苏轻宛藏在袖中的手微微握紧,笑意有几分勉强,婢女们把十几盆牡丹花放到院墙那边,鱼贯而出,张氏说把陆璟院内的牡丹花全摘了给她欣赏。
苏轻宛只觉得正午的阳光太过毒辣,落在身上滚烫生疼。
陆璟自进了月门就肆无忌惮地看着她,他的眼神太有压迫感,苏轻宛想忽略都难,他今天换了一身月白宽袖长袍,袖口镶边滚银线,腰间束着一条深蓝绣祥文图案锦带。倒一点都不像传闻中的阎王修罗,更像是温文尔雅的风流公子。
陆璟作揖行礼,喊了声,“嫂嫂。”
苏轻宛冷着脸,侧身避开,淡淡说,“受不起。”
张氏也尴尬,拿过婢女手里的桃木盒子,笑着说,“昭兰,我特意寻来两支百年老参给你补补身体,子玉莽撞伤了你,我骂过他了。你养伤这些日也不好打扰,绿竹说你伤好了,我立刻带他来向你赔罪,要打要罚都随你。”
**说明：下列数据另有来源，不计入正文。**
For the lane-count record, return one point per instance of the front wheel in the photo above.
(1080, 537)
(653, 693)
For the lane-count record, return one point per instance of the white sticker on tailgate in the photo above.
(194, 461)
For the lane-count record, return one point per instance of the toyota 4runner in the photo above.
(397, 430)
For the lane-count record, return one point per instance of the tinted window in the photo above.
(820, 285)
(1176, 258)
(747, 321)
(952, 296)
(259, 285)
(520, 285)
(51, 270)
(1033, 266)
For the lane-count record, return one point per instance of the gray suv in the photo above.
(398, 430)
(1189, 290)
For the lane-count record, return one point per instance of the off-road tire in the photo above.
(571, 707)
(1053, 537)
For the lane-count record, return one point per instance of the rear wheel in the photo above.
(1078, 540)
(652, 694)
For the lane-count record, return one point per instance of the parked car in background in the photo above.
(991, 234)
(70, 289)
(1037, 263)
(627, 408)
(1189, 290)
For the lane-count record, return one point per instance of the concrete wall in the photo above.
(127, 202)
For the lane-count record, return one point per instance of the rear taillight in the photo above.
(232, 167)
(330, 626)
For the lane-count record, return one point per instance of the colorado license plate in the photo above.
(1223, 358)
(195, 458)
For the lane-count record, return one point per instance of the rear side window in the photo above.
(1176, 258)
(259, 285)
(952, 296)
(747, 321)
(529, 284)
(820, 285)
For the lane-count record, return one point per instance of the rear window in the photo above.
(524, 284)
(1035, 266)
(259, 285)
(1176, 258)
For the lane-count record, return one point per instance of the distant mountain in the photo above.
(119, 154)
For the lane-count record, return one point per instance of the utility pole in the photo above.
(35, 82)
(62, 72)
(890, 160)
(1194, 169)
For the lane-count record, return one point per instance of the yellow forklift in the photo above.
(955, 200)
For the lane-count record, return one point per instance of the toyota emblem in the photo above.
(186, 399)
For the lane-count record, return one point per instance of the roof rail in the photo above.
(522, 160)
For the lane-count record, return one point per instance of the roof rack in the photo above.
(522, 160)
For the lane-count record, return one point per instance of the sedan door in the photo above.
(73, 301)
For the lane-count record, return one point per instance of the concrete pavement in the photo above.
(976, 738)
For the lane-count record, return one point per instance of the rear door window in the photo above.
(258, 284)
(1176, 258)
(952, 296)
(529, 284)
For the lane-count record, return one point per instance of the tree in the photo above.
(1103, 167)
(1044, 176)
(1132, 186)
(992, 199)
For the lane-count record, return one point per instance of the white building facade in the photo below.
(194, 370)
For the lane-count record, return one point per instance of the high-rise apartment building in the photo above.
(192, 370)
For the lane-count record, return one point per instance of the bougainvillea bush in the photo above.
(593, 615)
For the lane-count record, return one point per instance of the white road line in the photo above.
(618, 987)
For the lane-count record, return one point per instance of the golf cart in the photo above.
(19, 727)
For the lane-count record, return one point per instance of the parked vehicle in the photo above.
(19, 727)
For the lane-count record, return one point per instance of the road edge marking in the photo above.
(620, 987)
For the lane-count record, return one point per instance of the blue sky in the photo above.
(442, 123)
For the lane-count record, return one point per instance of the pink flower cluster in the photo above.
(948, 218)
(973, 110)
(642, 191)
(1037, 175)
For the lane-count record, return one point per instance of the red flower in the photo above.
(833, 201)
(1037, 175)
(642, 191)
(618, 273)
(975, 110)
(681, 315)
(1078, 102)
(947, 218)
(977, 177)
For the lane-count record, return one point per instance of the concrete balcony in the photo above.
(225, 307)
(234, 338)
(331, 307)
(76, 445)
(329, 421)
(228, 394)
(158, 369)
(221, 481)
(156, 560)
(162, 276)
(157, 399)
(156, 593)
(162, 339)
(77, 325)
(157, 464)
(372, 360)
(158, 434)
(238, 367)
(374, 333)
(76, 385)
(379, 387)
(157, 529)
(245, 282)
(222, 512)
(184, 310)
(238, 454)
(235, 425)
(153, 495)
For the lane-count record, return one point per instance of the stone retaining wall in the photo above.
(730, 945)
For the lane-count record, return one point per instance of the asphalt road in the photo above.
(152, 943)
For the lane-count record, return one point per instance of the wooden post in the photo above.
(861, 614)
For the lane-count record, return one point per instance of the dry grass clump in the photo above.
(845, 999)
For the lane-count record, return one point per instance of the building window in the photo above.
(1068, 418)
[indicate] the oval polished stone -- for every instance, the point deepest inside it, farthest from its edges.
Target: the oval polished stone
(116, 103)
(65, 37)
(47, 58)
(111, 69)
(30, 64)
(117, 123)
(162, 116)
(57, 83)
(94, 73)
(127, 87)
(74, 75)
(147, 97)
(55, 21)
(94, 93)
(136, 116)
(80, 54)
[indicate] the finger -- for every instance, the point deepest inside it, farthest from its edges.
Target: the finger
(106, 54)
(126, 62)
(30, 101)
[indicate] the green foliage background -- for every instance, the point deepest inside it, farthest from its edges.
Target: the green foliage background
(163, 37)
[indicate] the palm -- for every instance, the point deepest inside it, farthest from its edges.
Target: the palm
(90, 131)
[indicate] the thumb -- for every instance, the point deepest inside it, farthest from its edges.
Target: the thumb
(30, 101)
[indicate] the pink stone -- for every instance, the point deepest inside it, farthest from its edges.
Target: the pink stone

伸手不打笑脸人,苏轻宛看了奶娘一眼,她上前接过人参,苏轻宛说,“二婶言重了,我差点被杀不要紧,反正命硬,都死过一次,没耽误三弟办案才好。”
陆璟,“……”
陆璟是陆家最位高权重的男人,积威深重,即便是陆少卿都不敢这么与他说话,陆璟有所图,也就做小伏低,“嫂嫂,子玉知错了,望您原谅。日后您有什么难事,子玉一定赴汤蹈火,为您办妥。”
苏轻宛也知分寸,不想招惹锦衣卫,陆璟欠她一个人情,比她欠陆璟好,她也不想陆璟对她起疑,架子端够了,陆璟给了台阶,她就顺势下。
“三弟的话,我记住了。”
张氏亲热地拉着苏轻宛的手,笑着说,“昭兰这次受了大罪,幸得你大度,不与他计较,否则二婶都没脸见你。日后你有什么麻烦事,都交给他来办,他离你也近,你隔墙喊一声,说不准都能听到了。”